Partimos haciendo problemas de los libros de Granville y Thomas y allí le fui explicando lo que, al parecer, su profesor no había logrado. Al cabo de dos horas, ella me dijo: “Hagamos un alto, Julito. Te voy a dar oncecitas. Espérame aquí.”
Salió y volvió al cabo de pocos minutos con una gran bandeja y unas onces fastuosas: té, café, chocolate, jugo de naranjas, sándwiches de diverso tipo y un gran trozo de torta. No pude menos que hacer la comparación con las onces a las que yo estaba acostumbrado: té puro con pan con mantequilla o con dulce de membrillo del barato, de aquel que vendían en el almacén de la esquina.
Ataqué con entusiasmo las delicias gastronómicas que se me ofrecían y de pronto me di cuenta de que ella me observaba. “Comes con tanto gusto”, me dijo entre risas, “que no puedo dejar de mirarte”. Me acordé de una frase del Lazarillo de Tormes: “comes con tanto donaire y sabrosura…”.
Una vez que hubimos terminado las onces Amandita retiró la bandeja, se la llevó a la cocina y, cuando volvió, venía con una sonrisa pícara en los labios, que nunca antes le había visto.
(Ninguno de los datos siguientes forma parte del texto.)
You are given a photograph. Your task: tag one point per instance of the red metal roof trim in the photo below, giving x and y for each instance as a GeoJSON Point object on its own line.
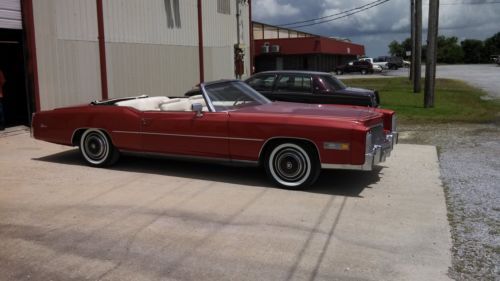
{"type": "Point", "coordinates": [311, 45]}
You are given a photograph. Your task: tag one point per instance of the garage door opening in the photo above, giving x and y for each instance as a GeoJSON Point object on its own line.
{"type": "Point", "coordinates": [17, 106]}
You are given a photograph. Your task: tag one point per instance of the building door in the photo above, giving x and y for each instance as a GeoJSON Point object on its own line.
{"type": "Point", "coordinates": [16, 103]}
{"type": "Point", "coordinates": [279, 63]}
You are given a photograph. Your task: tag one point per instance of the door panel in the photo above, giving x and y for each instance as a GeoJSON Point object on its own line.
{"type": "Point", "coordinates": [186, 134]}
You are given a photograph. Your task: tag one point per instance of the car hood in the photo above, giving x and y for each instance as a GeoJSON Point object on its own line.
{"type": "Point", "coordinates": [355, 91]}
{"type": "Point", "coordinates": [344, 112]}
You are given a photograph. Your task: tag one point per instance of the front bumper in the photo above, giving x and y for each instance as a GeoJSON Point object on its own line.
{"type": "Point", "coordinates": [377, 155]}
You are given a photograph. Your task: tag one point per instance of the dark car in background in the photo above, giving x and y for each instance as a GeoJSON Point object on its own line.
{"type": "Point", "coordinates": [392, 62]}
{"type": "Point", "coordinates": [310, 87]}
{"type": "Point", "coordinates": [363, 67]}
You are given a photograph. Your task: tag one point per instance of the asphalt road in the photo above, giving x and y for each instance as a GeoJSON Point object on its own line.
{"type": "Point", "coordinates": [483, 76]}
{"type": "Point", "coordinates": [156, 219]}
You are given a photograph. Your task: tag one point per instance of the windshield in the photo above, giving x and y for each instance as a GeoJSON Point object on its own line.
{"type": "Point", "coordinates": [334, 82]}
{"type": "Point", "coordinates": [232, 95]}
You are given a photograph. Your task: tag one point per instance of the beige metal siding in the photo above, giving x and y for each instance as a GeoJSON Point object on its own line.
{"type": "Point", "coordinates": [139, 21]}
{"type": "Point", "coordinates": [68, 70]}
{"type": "Point", "coordinates": [219, 37]}
{"type": "Point", "coordinates": [151, 69]}
{"type": "Point", "coordinates": [144, 54]}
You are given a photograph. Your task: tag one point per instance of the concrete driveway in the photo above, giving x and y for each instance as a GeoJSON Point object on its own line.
{"type": "Point", "coordinates": [156, 219]}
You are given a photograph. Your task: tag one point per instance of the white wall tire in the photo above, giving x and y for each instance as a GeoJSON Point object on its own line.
{"type": "Point", "coordinates": [292, 166]}
{"type": "Point", "coordinates": [97, 149]}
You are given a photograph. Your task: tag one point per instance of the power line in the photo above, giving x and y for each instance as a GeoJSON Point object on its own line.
{"type": "Point", "coordinates": [329, 16]}
{"type": "Point", "coordinates": [374, 4]}
{"type": "Point", "coordinates": [466, 3]}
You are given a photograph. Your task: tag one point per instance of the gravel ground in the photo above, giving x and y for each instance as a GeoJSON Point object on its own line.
{"type": "Point", "coordinates": [469, 157]}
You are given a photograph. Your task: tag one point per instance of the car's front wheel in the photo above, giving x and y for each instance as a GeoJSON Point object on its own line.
{"type": "Point", "coordinates": [97, 149]}
{"type": "Point", "coordinates": [292, 165]}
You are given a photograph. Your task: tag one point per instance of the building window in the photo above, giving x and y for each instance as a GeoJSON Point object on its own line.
{"type": "Point", "coordinates": [224, 7]}
{"type": "Point", "coordinates": [173, 13]}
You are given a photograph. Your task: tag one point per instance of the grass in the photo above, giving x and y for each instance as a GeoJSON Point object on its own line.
{"type": "Point", "coordinates": [455, 101]}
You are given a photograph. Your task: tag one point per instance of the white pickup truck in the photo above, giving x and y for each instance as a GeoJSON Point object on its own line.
{"type": "Point", "coordinates": [382, 64]}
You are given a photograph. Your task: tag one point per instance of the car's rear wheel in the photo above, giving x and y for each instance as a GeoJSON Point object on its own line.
{"type": "Point", "coordinates": [292, 165]}
{"type": "Point", "coordinates": [97, 149]}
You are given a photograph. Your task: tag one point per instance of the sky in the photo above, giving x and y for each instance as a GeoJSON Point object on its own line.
{"type": "Point", "coordinates": [375, 28]}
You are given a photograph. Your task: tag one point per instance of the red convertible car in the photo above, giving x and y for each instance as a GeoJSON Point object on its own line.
{"type": "Point", "coordinates": [229, 122]}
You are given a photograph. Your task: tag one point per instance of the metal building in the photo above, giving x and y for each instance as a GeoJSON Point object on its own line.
{"type": "Point", "coordinates": [76, 51]}
{"type": "Point", "coordinates": [277, 48]}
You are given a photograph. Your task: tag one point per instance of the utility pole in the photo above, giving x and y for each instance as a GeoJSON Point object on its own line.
{"type": "Point", "coordinates": [418, 47]}
{"type": "Point", "coordinates": [430, 68]}
{"type": "Point", "coordinates": [412, 24]}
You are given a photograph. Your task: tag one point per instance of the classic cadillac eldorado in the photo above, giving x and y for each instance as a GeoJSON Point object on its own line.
{"type": "Point", "coordinates": [229, 122]}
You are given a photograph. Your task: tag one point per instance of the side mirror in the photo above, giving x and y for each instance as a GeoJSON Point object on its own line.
{"type": "Point", "coordinates": [198, 108]}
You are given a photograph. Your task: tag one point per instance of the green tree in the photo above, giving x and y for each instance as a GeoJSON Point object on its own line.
{"type": "Point", "coordinates": [449, 51]}
{"type": "Point", "coordinates": [399, 49]}
{"type": "Point", "coordinates": [491, 47]}
{"type": "Point", "coordinates": [472, 50]}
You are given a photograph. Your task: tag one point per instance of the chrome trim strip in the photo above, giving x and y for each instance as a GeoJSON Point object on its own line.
{"type": "Point", "coordinates": [187, 136]}
{"type": "Point", "coordinates": [194, 158]}
{"type": "Point", "coordinates": [207, 98]}
{"type": "Point", "coordinates": [293, 138]}
{"type": "Point", "coordinates": [377, 155]}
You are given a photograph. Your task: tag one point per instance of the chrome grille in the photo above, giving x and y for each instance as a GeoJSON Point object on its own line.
{"type": "Point", "coordinates": [377, 132]}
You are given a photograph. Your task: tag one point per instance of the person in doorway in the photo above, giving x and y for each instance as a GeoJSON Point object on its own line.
{"type": "Point", "coordinates": [2, 117]}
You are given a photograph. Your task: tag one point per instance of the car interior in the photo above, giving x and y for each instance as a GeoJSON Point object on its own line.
{"type": "Point", "coordinates": [163, 103]}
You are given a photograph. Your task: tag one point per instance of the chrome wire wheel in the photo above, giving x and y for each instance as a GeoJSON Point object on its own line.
{"type": "Point", "coordinates": [95, 147]}
{"type": "Point", "coordinates": [289, 165]}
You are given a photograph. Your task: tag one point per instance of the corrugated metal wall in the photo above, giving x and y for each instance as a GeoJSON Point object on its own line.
{"type": "Point", "coordinates": [10, 14]}
{"type": "Point", "coordinates": [144, 54]}
{"type": "Point", "coordinates": [67, 52]}
{"type": "Point", "coordinates": [151, 47]}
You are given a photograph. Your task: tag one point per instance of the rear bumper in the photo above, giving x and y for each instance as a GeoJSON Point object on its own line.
{"type": "Point", "coordinates": [377, 155]}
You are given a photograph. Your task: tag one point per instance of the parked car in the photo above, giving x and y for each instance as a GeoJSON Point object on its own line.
{"type": "Point", "coordinates": [228, 122]}
{"type": "Point", "coordinates": [390, 62]}
{"type": "Point", "coordinates": [377, 68]}
{"type": "Point", "coordinates": [310, 87]}
{"type": "Point", "coordinates": [363, 67]}
{"type": "Point", "coordinates": [381, 64]}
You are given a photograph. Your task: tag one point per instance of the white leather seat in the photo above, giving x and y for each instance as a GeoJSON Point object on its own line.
{"type": "Point", "coordinates": [145, 104]}
{"type": "Point", "coordinates": [177, 104]}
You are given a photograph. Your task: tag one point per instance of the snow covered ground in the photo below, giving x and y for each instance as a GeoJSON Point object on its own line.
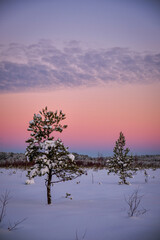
{"type": "Point", "coordinates": [98, 208]}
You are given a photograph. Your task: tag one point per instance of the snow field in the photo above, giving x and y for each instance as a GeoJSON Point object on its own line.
{"type": "Point", "coordinates": [98, 207]}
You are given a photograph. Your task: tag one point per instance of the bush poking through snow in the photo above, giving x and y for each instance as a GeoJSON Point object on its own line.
{"type": "Point", "coordinates": [51, 157]}
{"type": "Point", "coordinates": [4, 199]}
{"type": "Point", "coordinates": [133, 202]}
{"type": "Point", "coordinates": [15, 225]}
{"type": "Point", "coordinates": [121, 163]}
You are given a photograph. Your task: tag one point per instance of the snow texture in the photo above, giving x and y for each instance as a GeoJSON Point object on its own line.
{"type": "Point", "coordinates": [98, 207]}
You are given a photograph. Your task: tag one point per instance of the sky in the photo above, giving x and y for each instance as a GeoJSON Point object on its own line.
{"type": "Point", "coordinates": [96, 60]}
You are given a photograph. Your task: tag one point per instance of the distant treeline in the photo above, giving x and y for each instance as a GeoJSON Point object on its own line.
{"type": "Point", "coordinates": [10, 159]}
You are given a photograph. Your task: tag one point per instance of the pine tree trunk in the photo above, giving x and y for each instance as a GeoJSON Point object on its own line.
{"type": "Point", "coordinates": [49, 199]}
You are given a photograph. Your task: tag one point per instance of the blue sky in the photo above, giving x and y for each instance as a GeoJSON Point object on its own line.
{"type": "Point", "coordinates": [99, 23]}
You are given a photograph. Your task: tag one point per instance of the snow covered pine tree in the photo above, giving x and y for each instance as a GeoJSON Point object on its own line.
{"type": "Point", "coordinates": [121, 163]}
{"type": "Point", "coordinates": [50, 156]}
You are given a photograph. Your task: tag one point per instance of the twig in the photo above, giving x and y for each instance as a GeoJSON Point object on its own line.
{"type": "Point", "coordinates": [14, 226]}
{"type": "Point", "coordinates": [4, 199]}
{"type": "Point", "coordinates": [133, 202]}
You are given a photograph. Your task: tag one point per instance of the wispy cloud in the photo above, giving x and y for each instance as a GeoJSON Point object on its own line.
{"type": "Point", "coordinates": [43, 65]}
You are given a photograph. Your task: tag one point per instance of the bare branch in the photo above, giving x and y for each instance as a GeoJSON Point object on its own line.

Se sentó en su cama y me dijo: “Julito, ¿te gustan mis piernas?”. Me sorprendió la pregunta, pero recordé un viejo lema: “La verdad es siempre revolucionaria”, y contesté “Sí”. “¿Te gustaría tocármelas?”, continuó ella. “No sólo tocártelas”, repliqué, “También me encantaría mordértelas”.
Ella rio con ganas y me dijo: “Mira, voy a dejar que me toques y me muerdas las piernas, pero nada más. Prométeme que te mantendrás en esos límites”. Mi escasa experiencia con mujeres me decía que las damas ponen reglas que ellas son las primeras en romper, pero, por cierto, yo estaba dispuesto a prometer cualquier cosa.
Se sentó en la cama, se sacó los zapatos y se levantó la falda hasta descubrir sus impresionantes muslos. Puse manos y boca a la obra y me entretuve largo rato, desde todos los ángulos posibles, entre risas y respiraciones entrecortadas. Pero llegó el momento de parar: “Julito, no puedo más. Estoy demasiado excitada y no puedo seguir. Pero no te preocupes. No te voy a dejar así. Tiéndete de espaldas”.
Ante mi silencioso asombro, procedió entonces a abrirme los pantalones, bajarme los calzoncillos y masturbarme manualmente con una pericia admirable. Creo que hice bastante ruido, pero la casa vacía lo permitía sin riesgo alguno.
Nos quedamos tendidos en la cama conversando y pelando a nuestros conocidos comunes de la universidad. Nos reíamos a carcajadas inventando situaciones entre tales personajes. Al cabo de un largo rato, la invité a seguir estudiando, cosa que hicimos muy seriamente y finalmente, se hizo tarde y ella me acompañó hasta la puerta.
Allí nos dimos un beso y nos despedimos. Sus palabras, inolvidables, fueron: “Gracias, Julito, por tu ayuda y por respetar nuestro acuerdo. Yo no quiero serle infiel a mi pololo.” Quedé estupefacto, pero no dije ni pío. Me dirigí a mi casa riéndome de tan extraña despedida.
Pues bien, la vida continuó. Nos seguimos viendo en la universidad, pero NUNCA se mencionó nuestro episodio erótico. Era como si jamás hubiera ocurrido. Yo me dije “Algún día entenderé a las mujeres”, pero 45 años después sigo teniendo la misma expectativa.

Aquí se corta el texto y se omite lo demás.